Tuesday, May 4, 2010

Spring Thoughts (perhaps characteristically inappropriate)

So today, regardless of what the calendar says, I consider the official confirmation of Spring. First I was on a busy street in Salem and I had to stop in a long line of cars because of the great number of Canadian Geese crossing the four lane road with their babies, all of them together in a line. Usually I would be rather irritated because the geese have to stop and honk at a particular car that they are offended by, and stand and flap their wings while my timeframe for an appointment I’d like to keep is steadily expiring. But this time I took great joy in observing the fluffy, grey, and adorable babies follow their parents all bunched together with their funny backwards-oriented knees bouncing them around, able by the sheer force of their cuteness and their will to cross the street to bring a great number of adults in large, heavy cars to a standstill at the geese’s own pleasure. So I didn’t mind watching these wonderful birds bounce their way across the street. And I should add that they were crossing from the little bird park where people drive in and pull over to feed a large number of the Greater Fowl in the Mid-Willamette Valley bread crumbs and sometimes (maybe) their children. The park is just next to the busy street, and a little stream or creek runs right next to it. And on the other side of that creek, the chain link fencing and razor wire of the State Prison. On State Street and not far from our own golden-topped Capital building. On the other side of the street, the Geese’s destination, was a grassy knoll in front of the State Parks Administration or State Forestry building, you know, some government conservancy type thing or whatever. Lots of grass and nature and water running around in front of it.

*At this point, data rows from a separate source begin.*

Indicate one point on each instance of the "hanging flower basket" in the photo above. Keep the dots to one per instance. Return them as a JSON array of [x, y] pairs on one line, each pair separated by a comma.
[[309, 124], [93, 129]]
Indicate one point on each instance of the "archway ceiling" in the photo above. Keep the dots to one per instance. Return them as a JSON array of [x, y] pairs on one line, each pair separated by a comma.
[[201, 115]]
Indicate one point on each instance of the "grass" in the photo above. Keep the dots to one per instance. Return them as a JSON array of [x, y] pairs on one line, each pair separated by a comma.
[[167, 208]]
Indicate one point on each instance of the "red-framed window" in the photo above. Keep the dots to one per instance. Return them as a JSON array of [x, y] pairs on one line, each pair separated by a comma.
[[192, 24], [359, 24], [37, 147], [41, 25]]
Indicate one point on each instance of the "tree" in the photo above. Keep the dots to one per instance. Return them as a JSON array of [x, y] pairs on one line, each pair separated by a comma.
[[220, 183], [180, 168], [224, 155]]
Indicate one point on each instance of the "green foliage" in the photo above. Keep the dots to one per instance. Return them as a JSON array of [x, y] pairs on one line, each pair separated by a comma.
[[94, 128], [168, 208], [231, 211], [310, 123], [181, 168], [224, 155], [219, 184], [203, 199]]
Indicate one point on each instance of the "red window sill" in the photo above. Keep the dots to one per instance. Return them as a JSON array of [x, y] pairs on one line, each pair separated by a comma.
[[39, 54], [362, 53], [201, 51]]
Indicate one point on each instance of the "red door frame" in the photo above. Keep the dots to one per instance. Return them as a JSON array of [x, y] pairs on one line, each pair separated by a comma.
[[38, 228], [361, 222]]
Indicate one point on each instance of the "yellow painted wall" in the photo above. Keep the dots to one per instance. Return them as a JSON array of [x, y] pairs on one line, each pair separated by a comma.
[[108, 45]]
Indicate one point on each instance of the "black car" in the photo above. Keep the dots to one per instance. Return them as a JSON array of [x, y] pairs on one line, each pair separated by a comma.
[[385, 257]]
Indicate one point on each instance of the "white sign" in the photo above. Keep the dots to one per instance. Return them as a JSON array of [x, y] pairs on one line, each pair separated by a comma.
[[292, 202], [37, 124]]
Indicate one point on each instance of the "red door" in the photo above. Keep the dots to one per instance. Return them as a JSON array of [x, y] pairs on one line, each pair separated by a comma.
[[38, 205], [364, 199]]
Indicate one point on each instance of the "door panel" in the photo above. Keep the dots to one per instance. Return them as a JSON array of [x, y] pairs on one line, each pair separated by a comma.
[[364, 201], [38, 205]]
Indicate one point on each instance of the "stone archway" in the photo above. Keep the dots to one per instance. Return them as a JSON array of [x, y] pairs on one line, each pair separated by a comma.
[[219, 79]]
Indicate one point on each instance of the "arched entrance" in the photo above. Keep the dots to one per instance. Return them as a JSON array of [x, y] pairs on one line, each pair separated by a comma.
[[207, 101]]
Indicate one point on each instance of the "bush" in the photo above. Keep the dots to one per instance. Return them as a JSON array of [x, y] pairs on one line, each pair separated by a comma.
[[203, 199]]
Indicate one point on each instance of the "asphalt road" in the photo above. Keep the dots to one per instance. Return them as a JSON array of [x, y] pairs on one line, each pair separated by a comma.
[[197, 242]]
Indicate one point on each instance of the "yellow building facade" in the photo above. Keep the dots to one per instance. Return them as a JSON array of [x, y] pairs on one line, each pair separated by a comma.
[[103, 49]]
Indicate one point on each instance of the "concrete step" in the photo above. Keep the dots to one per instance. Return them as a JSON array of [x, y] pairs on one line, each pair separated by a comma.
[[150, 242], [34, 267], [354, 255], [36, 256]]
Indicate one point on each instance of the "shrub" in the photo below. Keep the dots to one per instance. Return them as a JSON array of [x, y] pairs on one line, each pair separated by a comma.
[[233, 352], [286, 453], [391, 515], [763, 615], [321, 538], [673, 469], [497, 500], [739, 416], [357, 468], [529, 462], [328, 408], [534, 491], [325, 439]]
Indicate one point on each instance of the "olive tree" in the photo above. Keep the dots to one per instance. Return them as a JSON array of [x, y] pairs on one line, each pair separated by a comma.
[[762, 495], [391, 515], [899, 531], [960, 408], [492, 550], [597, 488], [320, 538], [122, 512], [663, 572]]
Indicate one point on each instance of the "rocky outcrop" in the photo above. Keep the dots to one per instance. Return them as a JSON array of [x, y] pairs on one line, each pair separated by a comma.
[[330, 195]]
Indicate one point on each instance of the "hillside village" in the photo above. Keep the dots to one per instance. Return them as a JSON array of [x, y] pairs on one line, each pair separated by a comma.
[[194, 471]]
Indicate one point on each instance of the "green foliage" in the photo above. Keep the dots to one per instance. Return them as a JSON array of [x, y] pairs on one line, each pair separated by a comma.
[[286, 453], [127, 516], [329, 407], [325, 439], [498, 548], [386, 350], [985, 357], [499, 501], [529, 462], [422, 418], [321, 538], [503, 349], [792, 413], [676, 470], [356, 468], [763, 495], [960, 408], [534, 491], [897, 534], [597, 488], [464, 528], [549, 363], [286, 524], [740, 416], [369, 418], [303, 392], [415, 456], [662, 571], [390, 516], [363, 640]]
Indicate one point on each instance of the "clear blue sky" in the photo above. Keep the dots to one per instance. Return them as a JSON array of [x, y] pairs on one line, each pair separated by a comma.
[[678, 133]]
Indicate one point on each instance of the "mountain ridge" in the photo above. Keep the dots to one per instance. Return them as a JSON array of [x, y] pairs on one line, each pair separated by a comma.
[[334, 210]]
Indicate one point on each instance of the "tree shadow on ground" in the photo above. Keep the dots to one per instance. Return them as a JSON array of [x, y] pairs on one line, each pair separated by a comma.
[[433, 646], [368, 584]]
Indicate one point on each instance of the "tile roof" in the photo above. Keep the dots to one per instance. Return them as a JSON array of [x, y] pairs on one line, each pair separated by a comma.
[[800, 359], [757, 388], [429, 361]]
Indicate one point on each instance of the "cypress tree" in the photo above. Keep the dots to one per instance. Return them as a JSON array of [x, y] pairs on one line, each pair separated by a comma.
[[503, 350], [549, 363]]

Later on, I am in my Aunt’s back yard checking in on a dog and I pause to look up at a songbird. He’s got a red-flecked head and he’s quite small but making quite a mellifluous racket and at the same time exerting himself, hopping and flapping all up and down a power line. Then I noticed that he’s surrounded by a veritable harem of “chicks” spending a great amount of effort to appear as if they are completely disinterested in this vulgar display of machismo. Yet these ladies, less flagrantly colored to say the least, dowdy to say even more, were doing nothing but listen and quite brazenly judging him. It turns out that all of his activity was focused on one particular bird at the center of his hopping and flapping. How did I pinpoint the lass? Well, at a certain point he stopped flapping and flopping and alighted quite deliberately on her back, straining his wings quite rapidly and ...bouncing right on her. Which she responded with a casual shrug, causing him to reposition himself next to her. My inner Voyeur being piqued, I continued to watch them. The male bird tried again. This second time, I observed quite scientifically, the female seemed to try and steady him, as if they were acrobatic birds at the Cirque du Soleil in the center ring. (Do they have the three rings at Cirque? I’ve never been.) So then this attempt, seemingly more successful than the first, ended rather quickly and I thought, “Is that normal for birds to be so fast? ...I mean, they do have short lifespans but damn....” Then they both turned around and looked at me alternating eyes at me, first the left and then the right. Actually, I think each bird looked with a different eye, one with the left and the other with a right and then they traded, never moving except for their heads. I felt like they were saying, “WhaaaaAAAAaaaat, it’s love.” They were kind of treating me like I was their kid and I had caught them. I got the feeling that nothing was going to proceed and I could personally hold myself responsible for interrupting the continuation of the Finches if I remained. So I walked back inside, determined to write it up.